Santé et travail, paroles de chômeurs

Dominique Lhuillier, Dominique Gelpe et Anne-Marie Waser présentaient leur ouvrage le 27 mars dernier au CNAM

Les médias évoquent de manière récurrente les difficultés rencontrées par nombre de branches professionnelles pour pourvoir des emplois vacants. Ils rappellent parallèlement que le taux de chômage demeure en France supérieur à 8% de la population active. « Suffirait-il de traverser la rue », ou de : « Faire le tour des brasseries installées en front de mer pour obtenir un emploi » ? Mais que savons-nous du vécu professionnel et personnel des personnes en quête d’emploi sachant que 40 % d’entre eux ne sont pas indemnisées. Cet angle mort conforte la diffusion d’idées reçues sur leurs situations : ils seraient des « tire au flanc », des « assistés profitant de la solidarité nationale », … Dès lors, ces représentations légitiment aux yeux du grand public le développement de normes destinées à réduire les droits des demandeurs d’emploi à une prise en charge.

Aussi, les auteurs, psychologues du travail et sociologue, ont-ils entrepris de recueillir des récits de vie de chômeurs tant par des entretiens en face à face que par des ateliers réunissant des salariés en recherche d’emploi.

Ces paroles de chômeurs révèlent d’abord l’extrême diversité des situations. Jeunes en quête d’un tout premier salaire ou seniors licenciés n’abordent pas la recherche d’emplois avec les mêmes ressources matérielles et psychologiques. En revanche, les auteurs soulignent les liens de solidarité transgénérationnels qui se créent et se consolident lors des ateliers où chacun expose sa situation, ses expériences d’entretiens, ses déconvenues mais aussi ses projets. Ces temps de parole partagée constituent des temps de relance pour sortir peu à peu des processus de désaffiliation qui guettent les demandeurs d’emploi et tout particulièrement ceux qui doivent en outre faire face à des problèmes de santé. (Cf. le récit de Pierre : Rechercher un emploi : une contrainte douloureuse et blessante – La Compagnie Pourquoi se lever le matin !). Ces « savoirs d’expérience » s’avèrent essentiels, d’autant que les professionnels œuvrant au sein d’instances publiques d’insertion disposent de moins en moins de temps pour une écoute personnalisée tant ils sont enjoints à faire accepter tout emploi à leurs interlocuteurs.
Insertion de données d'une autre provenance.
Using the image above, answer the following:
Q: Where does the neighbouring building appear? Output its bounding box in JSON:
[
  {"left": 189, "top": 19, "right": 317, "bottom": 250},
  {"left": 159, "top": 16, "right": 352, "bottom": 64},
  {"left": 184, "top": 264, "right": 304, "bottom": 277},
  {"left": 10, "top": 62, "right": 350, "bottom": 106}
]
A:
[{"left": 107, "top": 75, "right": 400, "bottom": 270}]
Être en recherche d’emploi implique – c’est un second angle mort – des investissements matériels, cognitifs et psychologiques. Les périodes de chômage de longue durée accroissent significativement les cas de dépression, de diabète, d’AVC, … Comme l’avait déjà mis en évidence un rapport du Conseil Economique Social et Environnemental (2016), la santé des chômeurs constitue un problème de santé publique largement occulté. (Cf. L’impact du chômage sur les personnes et leur entourage : mieux prévenir et accompagner | Le Conseil économique social et environnemental (lecese.fr)

Nous proposerons prochainement une note de lecture consacrée à cet ouvrage. Il nous fera accéder au travail réel des demandeurs d’emploi mais aussi aux voies et moyens qu’ils mettent en œuvre, seuls ou épaulés par diverses institutions, pour retrouver emploi et santé.